This week, The Duchess of Edinburgh traveled to Brussels to champion child safety in the digital world. She was joined by UK Minister for Safeguarding and Violence Against Women and Girls, Jess Phillips, at an event co-hosted by the European Parliament Intergroup on Children’s Rights.
Her Royal Highness was in Brussels as Patron of the NSPCC and Plan International UK. This isn’t the first overseas visit that Sophie has conducted as Patron of Plan International UK, having recently conducted engagements in New York.
Addressing an audience of senior European and international decision-makers, as well as representatives from the tech sector, Her Royal Highness delivered a powerful keynote speech highlighting the urgent need for stronger safeguards against child sexual exploitation and abuse.
‘Today, children everywhere in the world are not only falling victim to adults wishing to groom them but are exposed to an enormous amount of dangerous, harmful and inappropriate content’.
The Duchess emphasised the dangers posed by emerging technologies, particularly generative AI, in facilitating the creation and spread of child sexual abuse material. She noted the alarming statistic that 79% of teenagers are already using generative AI for learning purposes, while also being exposed to misleading or harmful content, including misinformation from chatbots on topics such as mental health, suicide, and grooming.
HRH The Duchess of Edinburgh and Minister for Safeguarding @jessphillips emphasised the importance of stronger international action against child sexual exploitation and abuse at the @Europarl_EN today. #endCSEA pic.twitter.com/XUx5J9pneP
— UK Mission to the EU 🇬🇧🇪🇺 (@UKMisBrussels) March 26, 2025
“As I speak, AI is being used to generate hyper-realistic child sexual abuse imagery at scale,” she stated, underscoring the severity of the issue. She added how ‘this underlines the corrosive impact of online abuse and scale of the challenge we face in tackling it. It is a challenge we need to tackle urgently, particularly given the emergence of generative AI’.

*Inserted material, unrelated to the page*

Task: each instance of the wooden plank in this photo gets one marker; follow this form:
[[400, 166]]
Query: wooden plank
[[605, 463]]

She went on to stress that while technological advancements can be beneficial, they also pose serious risks, making it imperative to act swiftly in order to protect young people online.

The Duchess of Edinburgh speaking in Brussels this week. (Royal Family)
Technology companies, she argued, hold significant power to drive positive change by designing services that are safe from inception and by taking a proactive stance in tackling child online harm. She urged industry leaders to recognise their responsibility in fostering safer digital environments. She noted that the technology industry is in ‘uniquely powerful position to promote positive change’ but ‘it will take a collective effort by all, including Governments, technology companies, regulators and legislators, civil society and law enforcement to make it happen’.
‘We must also listen to the young people themselves who I know are keen to be the architects of their futures. By understanding how and why they interact online and amongst their community, it will help shape our responses’.
In addition to her keynote address, The Duchess of Edinburgh took part in a roundtable discussion with global child rights NGOs. The conversation focused on the evolving nature of online threats, the importance of incorporating victim and survivor knowledge in combating abuse, and the need for a collective societal approach in addressing these pressing issues.
In 2021, the then-Countess of Wessex echoed the sentiments that she stated this week, where she addressed the ‘devastating consequences’ online child exploitation has on young people’s lives on Tuesday.Sophie noted how the internet ‘presents us all with enormous and positive opportunities to engage with each other online in ways we have never been able to do before’.
‘However, this virtual opening also presents new and very dangerous threats to our children, including the way that the internet enables predators to commit truly horrific abuse within what should be the sanctity and safety of a child’s own home.’